Im Gegensatz zu § 1 KO wird gem. § 35 Abs. 1 Var. 2 auch der Neuerwerb, d. h. dasjenige Vermögen, welches während des laufenden Insolvenzverfahrens vom Insolvenzschuldner erworben wird, zur Insolvenzmasse gerechnet. Dabei kann die Abgrenzung zwischen dem in die Masse fallenden Neuerwerb und dem Erwerb im Anschluss an das Insolvenzverfahren schwierig sein. Dieses Problem entspricht der Trennung von Insolvenzmasse und Neuerwerb im alten Recht, so dass bei einmalig entstehenden Vermögengegenständen entscheidend ist, ob der Rechtsgrund für den Erwerb bereits vor der Beendigung des Verfahrens gelegt wurde und der Vermögenswert deshalb den Gläubigern haftungsrechtlich zugewiesen ist.[214] Abzustellen ist überwiegend auf die wirtschaftliche und nicht auf die rechtliche Zuordnung.[215]

 

Rn 110

Relevant ist diese Neuerung zum einen insbesondere beim Arbeitseinkommen des natürlichen Insolvenzschuldners.

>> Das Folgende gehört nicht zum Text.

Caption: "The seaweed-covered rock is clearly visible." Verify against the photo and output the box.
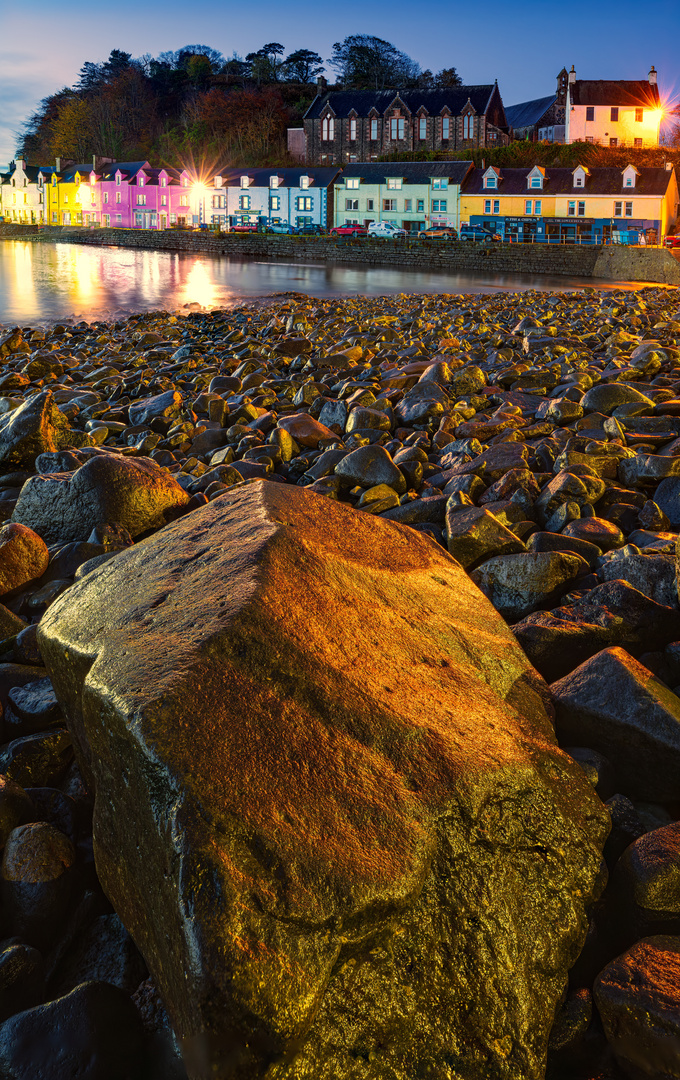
[39,482,608,1080]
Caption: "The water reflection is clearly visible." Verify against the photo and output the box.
[0,241,660,324]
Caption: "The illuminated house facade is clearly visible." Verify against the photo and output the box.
[565,66,663,149]
[334,161,473,232]
[461,165,679,244]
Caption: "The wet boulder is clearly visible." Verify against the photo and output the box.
[12,455,189,544]
[39,483,609,1080]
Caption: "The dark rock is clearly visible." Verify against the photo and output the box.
[550,648,680,801]
[0,983,145,1080]
[13,457,189,543]
[472,551,588,622]
[37,486,608,1080]
[0,822,76,950]
[594,934,680,1080]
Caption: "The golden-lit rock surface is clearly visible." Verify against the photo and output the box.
[39,482,609,1080]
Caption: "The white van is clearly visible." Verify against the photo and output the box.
[368,221,406,240]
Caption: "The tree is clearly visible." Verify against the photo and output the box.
[282,49,324,82]
[328,33,420,90]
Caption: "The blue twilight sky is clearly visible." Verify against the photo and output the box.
[0,0,680,164]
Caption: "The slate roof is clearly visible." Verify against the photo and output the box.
[570,79,659,109]
[304,83,495,120]
[505,94,557,127]
[463,167,672,198]
[338,161,472,184]
[214,166,340,188]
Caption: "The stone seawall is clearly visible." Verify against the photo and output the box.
[0,225,680,285]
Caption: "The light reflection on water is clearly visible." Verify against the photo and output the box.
[0,240,660,325]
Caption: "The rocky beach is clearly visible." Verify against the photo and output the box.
[0,286,680,1080]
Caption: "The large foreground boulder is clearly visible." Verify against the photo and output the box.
[39,482,609,1080]
[12,454,189,544]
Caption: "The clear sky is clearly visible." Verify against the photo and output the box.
[0,0,680,164]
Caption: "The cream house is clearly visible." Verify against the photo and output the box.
[565,65,663,149]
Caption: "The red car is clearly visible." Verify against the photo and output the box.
[330,225,368,237]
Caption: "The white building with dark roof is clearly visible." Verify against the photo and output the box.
[565,66,663,149]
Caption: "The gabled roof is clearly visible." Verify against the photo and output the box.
[505,94,557,127]
[304,83,495,120]
[214,166,340,188]
[338,161,472,184]
[570,79,659,109]
[463,167,672,198]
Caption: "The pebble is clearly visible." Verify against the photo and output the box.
[0,286,680,1076]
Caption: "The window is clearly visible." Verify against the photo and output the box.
[390,117,406,140]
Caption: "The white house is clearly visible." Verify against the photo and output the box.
[566,65,663,149]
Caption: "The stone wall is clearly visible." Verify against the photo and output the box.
[0,225,680,285]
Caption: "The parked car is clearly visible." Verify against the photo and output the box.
[296,224,327,237]
[459,225,501,244]
[368,221,406,240]
[418,225,458,240]
[330,225,368,237]
[264,221,296,235]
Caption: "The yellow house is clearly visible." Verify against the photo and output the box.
[45,158,97,226]
[461,165,679,244]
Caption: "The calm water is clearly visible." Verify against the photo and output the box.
[0,240,656,325]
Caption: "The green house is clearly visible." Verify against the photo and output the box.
[334,161,473,232]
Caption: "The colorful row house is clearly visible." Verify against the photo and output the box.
[334,161,473,232]
[460,165,680,244]
[202,168,340,229]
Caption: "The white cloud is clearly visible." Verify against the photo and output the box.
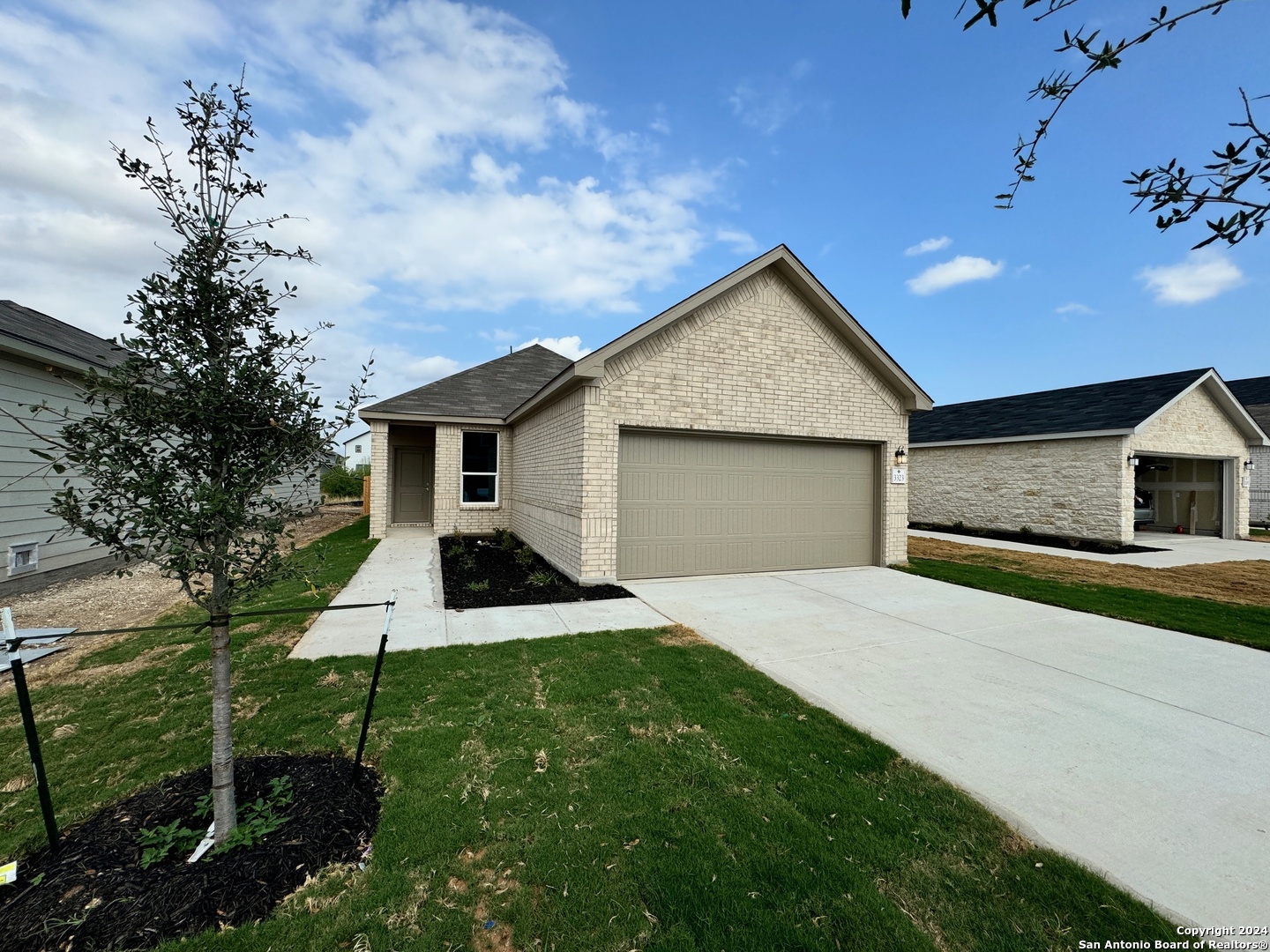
[477,328,520,344]
[1054,301,1097,314]
[0,0,734,401]
[906,255,1005,294]
[1138,249,1244,305]
[728,60,811,136]
[516,334,591,361]
[407,357,461,386]
[715,228,758,254]
[904,234,952,257]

Dieses fällt, soweit es nicht dem Pfändungsschutz der §§ 850 ff. ZPO i. V. m. § 36 Abs. 1 Satz 2 unterliegt[216] (zur Zuständigkeit bei Streit über dessen Höhe siehe Rn. 134 f.), in die Insolvenzmasse. Die Intention der KO, dem Schuldner über den Neuerwerb die Möglichkeit zu schaffen, sich eine neue Existenz aufzubauen, wurde nach der BegrRegE zur InsO ausdrücklich aufgegeben.[217] Die Schaffung einer neuen Existenz soll nunmehr über die Restschuldbefreiung (§§ 286 ff.) sowie die Möglichkeiten im Rahmen eines Insolvenzplans (§§ 217 ff.) erreicht werden.

 

Rn 111

Beim selbstständigen Schuldner gehören sämtliche Einkünfte aus seiner Tätigkeit, die er nach Verfahrenseröffnung erzielt, in vollem Umfang zur Insolvenzmasse.[218] Insoweit wird nicht nur der nach Abzug der Ausgaben verbleibende Gewinn von § 35 Abs. 1 Var. 2 erfasst.[219] Allerdings kann der Schuldner beantragen, dass ihm ...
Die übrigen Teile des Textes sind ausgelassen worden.